A distinguishing characteristic of BPPV is the onset of vertigo (spinning) with position changes. BPPV is due to misplaced debris that has collected in the wrong part of the inner ear. This debris, commonly called "ear crystals,” is composed of calcium-carbonate crystals. Patients typically associate their onset of vertigo with lying down, rolling over in bed, tilting their head back to look up and/or bending over. BPPV is the most common cause of brief spells of vertigo and is frequently accompanied with feeling unsteady and even nausea. The duration of the vertigo is typically less than 60 seconds in nature, is often worse when rolling over onto one side and is described as sensation of the “room spinning.”
What causes BPPV?
The causes of BPPV are often unknown. However, BPPV is more common following head trauma, an illness (e.g., inner ear infection), and/or a sudden change in the fluid of the inner ear. Providers who specialize in the assessment and treatment of BPPV note a high reoccurrence associated with seasonal allergies and, in some patients, barometric pressure changes. BPPV also tends to occur more frequently in women than men and also increases in frequency as we age. Although BPPV is frequently associated with head trauma, this condition rarely occurs in adolescents. Positional vertigo in the younger populations may be due to migraines or even a more serious neurological condition.
How is BPPV diagnosed?
The diagnosis of BPPV is determined by the patient's symptoms and/or positive findings with specific positional testing, which is most widely known as the Dix-Hallpike. Testing can be further confirmed with videonystagmography (VNG), which is a diagnostic test specific to dizziness and imbalance issues. Although BPPV can occur by itself, it is most commonly seen with other inner ear disorders. Therefore, additional balance and hearing tests may provide comprehensive information about any underlying cause(s) of BPPV.
How is BPPV treated?
A series of movements known as “repositioning maneuvers” are the most effective treatment for BPPV. These procedures are ideally performed by a trained clinician and include moving the patient through a series of specific positions to move the crystals back into a proper place of the inner ear. The maneuver is specific to the right or left ear(s), the canal(s) involved, and the type of BPPV that exists. For example, BPPV may occur in one or both ears, one or more of the semicircular canals, and may be “free floating” within the canal or adhering to a part of the canal. The most common canal involvement is the posterior canal, which typically responds well to the Epley maneuver. The horizontal canal may also be affected and is treated with the Roll, or “barbeque roll,” maneuver. BPPV can successfully be treated in 1-2 visits more than 90% of the time (see image above).

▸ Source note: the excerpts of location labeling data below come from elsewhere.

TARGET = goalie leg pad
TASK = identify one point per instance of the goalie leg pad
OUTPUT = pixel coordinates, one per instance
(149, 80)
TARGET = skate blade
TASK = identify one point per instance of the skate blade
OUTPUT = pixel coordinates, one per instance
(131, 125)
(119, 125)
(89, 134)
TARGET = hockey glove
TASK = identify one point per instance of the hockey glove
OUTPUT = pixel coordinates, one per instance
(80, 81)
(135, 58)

An alternate treatment if the maneuvers are not successful is Brandt-Daroff exercises. However, exercises are not the preferred treatment, especially initially. A newer treatment, referred to as the “Foster” or “half somersault” maneuver has become increasingly popular from a YouTube video. However, this maneuver has not shown to be more successful than the Epley maneuver and requires more flexibility and even strength. This maneuver should be used with caution considering potential risk for injury. Surgery is rarely used to treat BPPV but may be necessary is a very small number of cases and is performed by an ENT specialist.
When the maneuvers are used, the patient may be asked to follow a specific set of home instructions for the next 48 hours, such as not lying flat, sleeping on the affected side and avoiding excessive head movements (looking up or down). Although a study indicated the 48 hour precautions following a treatment do not significantly improve the success rate, the majority of clinicians who specialize in this treatment disagree and do recommend the precautions.
Keep in mind that the maneuvers are very successful with the appropriate treatment. However, there is a fairly high reoccurrence rate (>45%) within a couple of years. Also, it is not uncommon to have additional symptoms of imbalance and/or movement-related dizziness even after the BPPV is resolved. Specific exercises (commonly referred to as “vestibular rehabilitation”) are highly effective in addressing the residual symptoms related to vestibular dysfunction. Of course, if there are additional issues to address (e.g., loss of strength, decreased flexibility, pain and/or weakness) then specific exercises can be part of the vestibular rehabilitation program as well. For those clinicians working with patients following head trauma, assessing cognition and the oculomotor (eye movements) system is as equally important and specific exercises may also need to be integrated into their recovery program.